Excerpt

By Honor Vincent
There is a pigeon in the studio. It is the same one that has been here each morning since your grandfather arrived in Florence, and the same one that will be here tomorrow if he leaves the windows open again tonight. He insists that night air makes paint remain pliant, but the only difference I have noticed is that my daily preparations now include picking feathers out of the linseed oil before I begin to paint.
The pigeon hides under the velvet and satin on my study table, rustling and cooing quietly. Perhaps it’s nesting? It could be a nice pet for you, Zia. I’m tempted to leave it on the table and see what it does, but we’ve done this dance before. Yesterday I had to chase it through the easels and the cover cloths while it made its odd laughing, ooh-ooh-hooo, shitting everywhere.
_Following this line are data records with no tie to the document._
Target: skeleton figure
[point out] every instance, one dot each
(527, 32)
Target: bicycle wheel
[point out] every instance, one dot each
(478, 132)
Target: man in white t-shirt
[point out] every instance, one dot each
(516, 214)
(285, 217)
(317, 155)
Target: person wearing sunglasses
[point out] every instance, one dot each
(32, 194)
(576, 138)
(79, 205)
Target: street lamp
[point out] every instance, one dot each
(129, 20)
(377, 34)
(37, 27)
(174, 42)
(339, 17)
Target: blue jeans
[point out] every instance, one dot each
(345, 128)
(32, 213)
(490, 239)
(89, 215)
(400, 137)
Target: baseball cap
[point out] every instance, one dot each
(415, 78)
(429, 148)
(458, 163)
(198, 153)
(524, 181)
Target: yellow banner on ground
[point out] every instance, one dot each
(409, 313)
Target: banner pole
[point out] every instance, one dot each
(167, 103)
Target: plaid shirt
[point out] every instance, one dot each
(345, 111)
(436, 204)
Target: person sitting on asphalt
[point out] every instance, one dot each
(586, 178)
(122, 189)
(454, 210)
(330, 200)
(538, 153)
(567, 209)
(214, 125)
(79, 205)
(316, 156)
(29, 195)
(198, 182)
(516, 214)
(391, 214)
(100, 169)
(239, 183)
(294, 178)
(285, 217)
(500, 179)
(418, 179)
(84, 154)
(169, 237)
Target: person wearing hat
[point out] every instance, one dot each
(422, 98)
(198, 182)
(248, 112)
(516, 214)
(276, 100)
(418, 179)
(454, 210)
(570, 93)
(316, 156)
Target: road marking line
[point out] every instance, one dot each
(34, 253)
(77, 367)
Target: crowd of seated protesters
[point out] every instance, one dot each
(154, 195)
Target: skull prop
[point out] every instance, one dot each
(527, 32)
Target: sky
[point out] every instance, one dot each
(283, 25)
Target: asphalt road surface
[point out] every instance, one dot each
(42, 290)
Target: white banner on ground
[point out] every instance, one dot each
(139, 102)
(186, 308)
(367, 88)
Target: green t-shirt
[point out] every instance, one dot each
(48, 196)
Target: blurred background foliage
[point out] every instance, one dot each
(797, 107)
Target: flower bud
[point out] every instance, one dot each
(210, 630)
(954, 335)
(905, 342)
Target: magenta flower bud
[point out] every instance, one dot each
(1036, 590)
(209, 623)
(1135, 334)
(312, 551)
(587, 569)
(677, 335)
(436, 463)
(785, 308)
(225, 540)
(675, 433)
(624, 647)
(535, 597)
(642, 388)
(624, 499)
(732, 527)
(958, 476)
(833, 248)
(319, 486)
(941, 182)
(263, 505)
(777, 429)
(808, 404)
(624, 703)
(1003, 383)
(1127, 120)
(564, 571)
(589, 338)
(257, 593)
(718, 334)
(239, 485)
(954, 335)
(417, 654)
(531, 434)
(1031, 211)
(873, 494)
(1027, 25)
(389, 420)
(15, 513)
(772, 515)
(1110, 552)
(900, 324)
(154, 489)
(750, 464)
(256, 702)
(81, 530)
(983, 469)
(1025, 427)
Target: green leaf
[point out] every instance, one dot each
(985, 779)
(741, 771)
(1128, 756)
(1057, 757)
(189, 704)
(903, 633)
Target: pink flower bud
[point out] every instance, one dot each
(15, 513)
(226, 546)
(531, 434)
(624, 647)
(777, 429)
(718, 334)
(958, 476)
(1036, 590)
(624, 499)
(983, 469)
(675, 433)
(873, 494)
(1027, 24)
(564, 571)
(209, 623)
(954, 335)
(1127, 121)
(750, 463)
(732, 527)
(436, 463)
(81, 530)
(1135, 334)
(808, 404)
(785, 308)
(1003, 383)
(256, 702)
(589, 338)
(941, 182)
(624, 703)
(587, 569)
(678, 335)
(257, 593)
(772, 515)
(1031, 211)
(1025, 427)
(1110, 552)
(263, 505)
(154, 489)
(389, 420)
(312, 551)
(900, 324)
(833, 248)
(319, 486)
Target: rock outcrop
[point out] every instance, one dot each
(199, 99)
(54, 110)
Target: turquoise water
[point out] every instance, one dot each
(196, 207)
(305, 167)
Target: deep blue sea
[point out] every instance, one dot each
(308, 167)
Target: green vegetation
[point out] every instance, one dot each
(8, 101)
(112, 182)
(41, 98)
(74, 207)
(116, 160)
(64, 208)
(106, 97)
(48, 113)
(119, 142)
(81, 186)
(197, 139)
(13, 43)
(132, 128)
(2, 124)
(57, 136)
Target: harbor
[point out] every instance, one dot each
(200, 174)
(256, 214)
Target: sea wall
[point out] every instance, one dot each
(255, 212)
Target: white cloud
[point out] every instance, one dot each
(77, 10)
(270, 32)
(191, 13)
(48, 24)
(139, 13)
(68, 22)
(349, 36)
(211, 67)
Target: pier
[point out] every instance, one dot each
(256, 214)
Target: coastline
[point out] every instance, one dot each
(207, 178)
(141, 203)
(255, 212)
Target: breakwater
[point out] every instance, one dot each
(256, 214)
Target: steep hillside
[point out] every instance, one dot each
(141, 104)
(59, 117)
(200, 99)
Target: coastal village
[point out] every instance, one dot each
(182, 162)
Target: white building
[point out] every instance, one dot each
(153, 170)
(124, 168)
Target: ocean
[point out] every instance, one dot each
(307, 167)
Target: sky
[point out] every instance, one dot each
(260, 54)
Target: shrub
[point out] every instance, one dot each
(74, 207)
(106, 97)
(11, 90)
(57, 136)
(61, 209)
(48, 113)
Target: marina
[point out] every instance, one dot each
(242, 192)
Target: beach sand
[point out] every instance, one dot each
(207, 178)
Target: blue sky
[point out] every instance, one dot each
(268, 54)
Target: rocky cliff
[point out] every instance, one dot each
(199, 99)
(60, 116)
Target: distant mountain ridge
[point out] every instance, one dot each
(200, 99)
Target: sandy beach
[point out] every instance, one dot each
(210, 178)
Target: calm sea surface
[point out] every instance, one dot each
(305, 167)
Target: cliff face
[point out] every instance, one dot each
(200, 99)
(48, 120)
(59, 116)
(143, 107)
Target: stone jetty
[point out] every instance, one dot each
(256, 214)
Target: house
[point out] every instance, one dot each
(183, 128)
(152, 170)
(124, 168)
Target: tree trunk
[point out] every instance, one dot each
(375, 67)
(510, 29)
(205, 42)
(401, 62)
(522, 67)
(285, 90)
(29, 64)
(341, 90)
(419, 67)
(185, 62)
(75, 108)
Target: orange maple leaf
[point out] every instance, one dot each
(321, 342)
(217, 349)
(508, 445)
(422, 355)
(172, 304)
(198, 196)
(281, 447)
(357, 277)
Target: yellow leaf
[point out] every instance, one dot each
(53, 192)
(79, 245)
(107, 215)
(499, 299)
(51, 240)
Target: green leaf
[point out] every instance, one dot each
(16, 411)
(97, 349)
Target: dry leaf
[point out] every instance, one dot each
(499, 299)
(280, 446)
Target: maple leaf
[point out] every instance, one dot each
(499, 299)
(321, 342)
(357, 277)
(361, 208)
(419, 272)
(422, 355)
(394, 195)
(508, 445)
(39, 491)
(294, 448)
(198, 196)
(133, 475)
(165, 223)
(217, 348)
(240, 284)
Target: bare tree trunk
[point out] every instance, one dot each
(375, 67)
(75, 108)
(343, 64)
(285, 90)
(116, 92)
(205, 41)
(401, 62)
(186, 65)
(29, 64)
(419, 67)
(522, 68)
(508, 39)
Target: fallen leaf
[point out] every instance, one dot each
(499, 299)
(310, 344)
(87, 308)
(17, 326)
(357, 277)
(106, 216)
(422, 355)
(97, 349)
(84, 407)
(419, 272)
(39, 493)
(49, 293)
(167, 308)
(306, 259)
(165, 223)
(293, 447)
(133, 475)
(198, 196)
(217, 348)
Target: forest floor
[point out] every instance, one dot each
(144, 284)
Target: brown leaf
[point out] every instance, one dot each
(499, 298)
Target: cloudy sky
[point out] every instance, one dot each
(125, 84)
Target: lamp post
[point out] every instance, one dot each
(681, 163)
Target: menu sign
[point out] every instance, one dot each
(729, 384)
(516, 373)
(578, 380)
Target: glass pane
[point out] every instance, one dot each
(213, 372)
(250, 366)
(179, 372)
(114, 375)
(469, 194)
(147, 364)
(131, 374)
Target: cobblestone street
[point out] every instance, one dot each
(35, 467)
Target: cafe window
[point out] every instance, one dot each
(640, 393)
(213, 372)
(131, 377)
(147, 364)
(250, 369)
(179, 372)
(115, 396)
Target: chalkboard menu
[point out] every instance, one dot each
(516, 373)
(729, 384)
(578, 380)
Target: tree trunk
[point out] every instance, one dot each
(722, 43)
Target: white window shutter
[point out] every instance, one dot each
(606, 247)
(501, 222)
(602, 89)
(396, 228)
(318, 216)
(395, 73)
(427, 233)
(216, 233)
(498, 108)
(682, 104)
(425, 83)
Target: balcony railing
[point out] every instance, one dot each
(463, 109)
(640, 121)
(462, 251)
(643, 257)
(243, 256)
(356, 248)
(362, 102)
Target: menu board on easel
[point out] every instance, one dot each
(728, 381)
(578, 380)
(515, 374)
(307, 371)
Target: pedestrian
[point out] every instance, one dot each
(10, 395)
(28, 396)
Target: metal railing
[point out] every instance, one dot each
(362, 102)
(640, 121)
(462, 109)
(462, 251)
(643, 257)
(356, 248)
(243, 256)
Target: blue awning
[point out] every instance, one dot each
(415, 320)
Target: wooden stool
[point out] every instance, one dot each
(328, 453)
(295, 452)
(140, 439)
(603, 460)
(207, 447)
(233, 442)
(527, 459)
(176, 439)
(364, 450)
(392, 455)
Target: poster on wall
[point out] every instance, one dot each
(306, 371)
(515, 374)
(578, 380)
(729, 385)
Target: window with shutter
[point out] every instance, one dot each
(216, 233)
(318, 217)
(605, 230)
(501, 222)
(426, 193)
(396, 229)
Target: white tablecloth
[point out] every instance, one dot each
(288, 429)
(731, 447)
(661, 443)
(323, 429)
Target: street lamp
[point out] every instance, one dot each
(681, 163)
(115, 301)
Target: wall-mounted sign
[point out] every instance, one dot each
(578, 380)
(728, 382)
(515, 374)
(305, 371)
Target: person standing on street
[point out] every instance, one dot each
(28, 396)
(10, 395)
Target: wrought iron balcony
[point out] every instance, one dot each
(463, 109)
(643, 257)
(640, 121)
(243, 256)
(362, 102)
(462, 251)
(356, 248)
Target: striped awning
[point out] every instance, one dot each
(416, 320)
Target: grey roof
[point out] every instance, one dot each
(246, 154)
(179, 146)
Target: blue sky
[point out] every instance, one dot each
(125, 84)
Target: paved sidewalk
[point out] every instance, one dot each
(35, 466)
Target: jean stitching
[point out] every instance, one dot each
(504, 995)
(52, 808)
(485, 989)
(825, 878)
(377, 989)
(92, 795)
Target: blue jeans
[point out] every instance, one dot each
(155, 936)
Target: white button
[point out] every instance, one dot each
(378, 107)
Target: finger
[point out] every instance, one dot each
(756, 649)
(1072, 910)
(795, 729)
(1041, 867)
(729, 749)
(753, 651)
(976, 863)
Do you see its little tail poking out of the pile of cloth? I will put you down for a moment, so I can pick it up while it doesn’t suspect me. Here we are! It is stronger than it looks. It would be easy for me to squeeze it hard enough to kill it. But I have a sense for you already, Zia, and I know you’ll be an angry child if I make you party to such a murder. I wish that I could see it and feel it at once, this bird: I wish I could see how it twitched as I held it, I wish there was a way to record in paint such a complicated set of movements.
What do you think? Do we include this bird in the new painting? What if, instead of the head of a man, Holofernes has the head of a bird?
No, you’re right, too much. We can do it in a small way. A feather escaped from the bed near the pooling blood. What about a string of dead birds drying behind Judith’s maid? It will be difficult to adjust the work after I have already decided on the structure. I believe there is only room for shadow around and between the women, but there’s nothing to say I can’t find a place for the birds if I look. People will wonder why I put them there, and what they mean, and only you and I will know.
When I went to Cristofano Allori’s studio last week, he showed me the version of Judith beheading Holofernes he is now finishing. I was darkly surprised to see how thoroughly he has flattened his Judith, and with only a few days before his customers are sending someone to pick up the painting. He’s brightened her face to a whiteness so absurd it makes the composition inconsequential.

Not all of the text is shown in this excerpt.